Agents can maintain context across multiple turns by passing message history between runs. This enables natural, multi-step conversations.
Passing Message History
The simplest approach is to feed the messages from one run into the next:
from definable.agents import Agent
from definable.models import OpenAIChat
agent = Agent(
model=OpenAIChat(id="gpt-4o"),
instructions="You are a math tutor.",
)
# First turn
output1 = agent.run("What is 15 * 23?")
print(output1.content) # "15 * 23 = 345"
# Second turn — pass previous messages to maintain context
output2 = agent.run(
"Now divide that by 5.",
messages=output1.messages,
)
print(output2.content) # "345 / 5 = 69"
The agent sees the full conversation history and can reference earlier messages.
Session IDs
Use session_id to logically group runs that belong to the same conversation. This is recorded in traces and makes it easy to correlate runs:
session = "user-123-chat-abc"
output1 = agent.run("Hello!", session_id=session)

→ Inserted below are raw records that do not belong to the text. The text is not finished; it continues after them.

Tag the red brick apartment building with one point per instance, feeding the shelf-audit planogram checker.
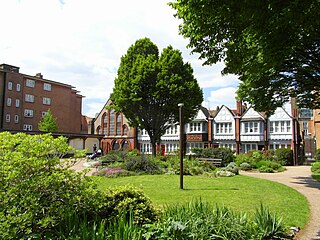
(25, 99)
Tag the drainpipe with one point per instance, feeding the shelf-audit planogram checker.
(3, 99)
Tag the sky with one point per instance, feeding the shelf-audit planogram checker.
(80, 42)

output2 = agent.run("Tell me more.", messages=output1.messages, session_id=session)
Building a Conversation Loop
A typical interactive conversation loop:
agent = Agent(
model=OpenAIChat(id="gpt-4o"),
instructions="You are a helpful assistant.",
)
messages = []
while True:
user_input = input("You: ")
if user_input.lower() in ("quit", "exit"):
break
output = agent.run(user_input, messages=messages)

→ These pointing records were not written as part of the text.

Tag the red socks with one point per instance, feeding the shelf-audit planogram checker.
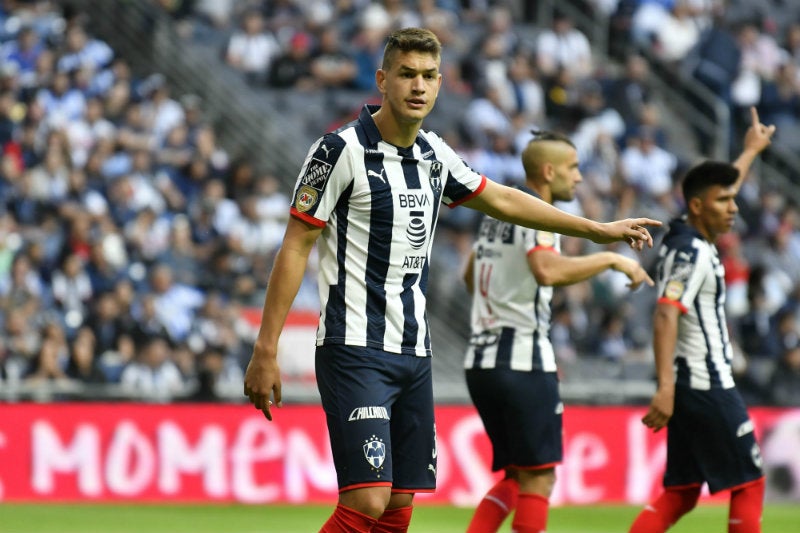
(346, 520)
(495, 507)
(747, 504)
(394, 520)
(659, 515)
(531, 514)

print(f"Agent: {output.content}")
# Carry forward the updated message history
messages = output.messages
Async Conversation Loop
messages = []
async def chat(user_input: str) -> str:
global messages
output = await agent.arun(user_input, messages=messages)

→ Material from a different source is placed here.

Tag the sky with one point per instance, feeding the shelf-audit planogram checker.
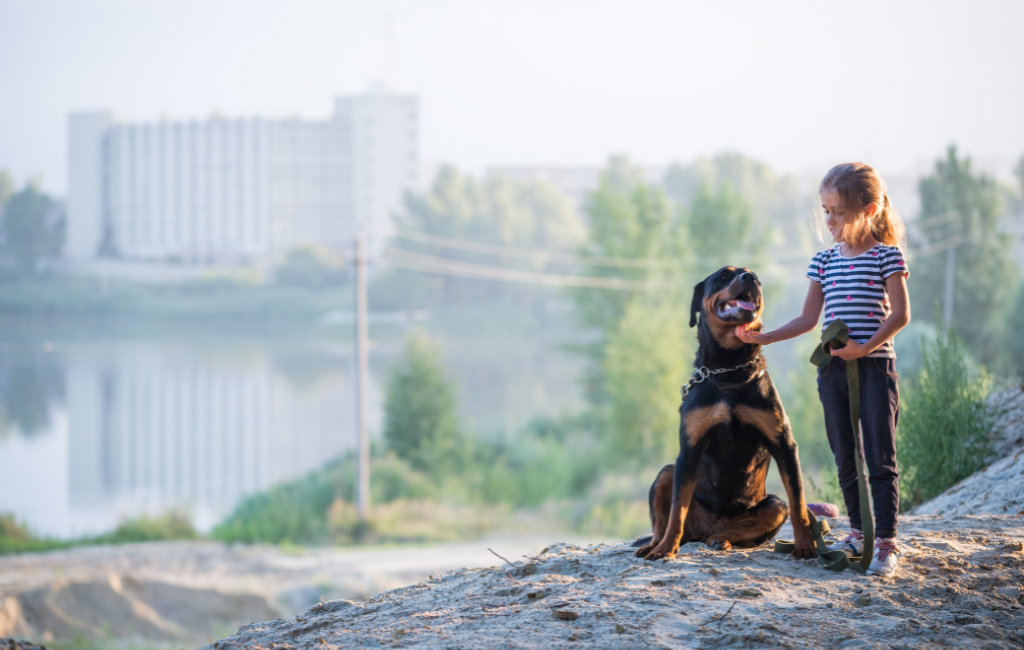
(800, 85)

messages = output.messages
return output.content
Streaming Multi-Turn
When streaming, collect the final RunCompleted event to get the messages for the next turn:
messages = []
for event in agent.run_stream("Hello!", messages=messages):
if event.event == "RunContent":
print(event.content, end="", flush=True)
elif event.event == "RunCompleted":
messages = event.output.messages
print()
# Next turn with full history
for event in agent.run_stream("Tell me more.", messages=messages):
if event.event == "RunContent":
print(event.content, end="", flush=True)
elif event.event == "RunCompleted":
messages = event.output.messages
Message Structure
Each message in the history is a Message object with:
| Field | Description |
|---|
role | "system", "user", "assistant", or "tool" |
content | The text content of the message |
tool_calls | Tool calls made by the assistant |
tool_call_id | ID linking a tool result to its call |
images, audio, videos, files | Media attachments |
reasoning_content | Chain-of-thought reasoning (if applicable) |
metrics | Token usage for this specific message |
Messages include system prompts, user inputs, assistant responses, and tool call results. The full history is sent to the model on each turn, so be mindful of token limits in very long conversations.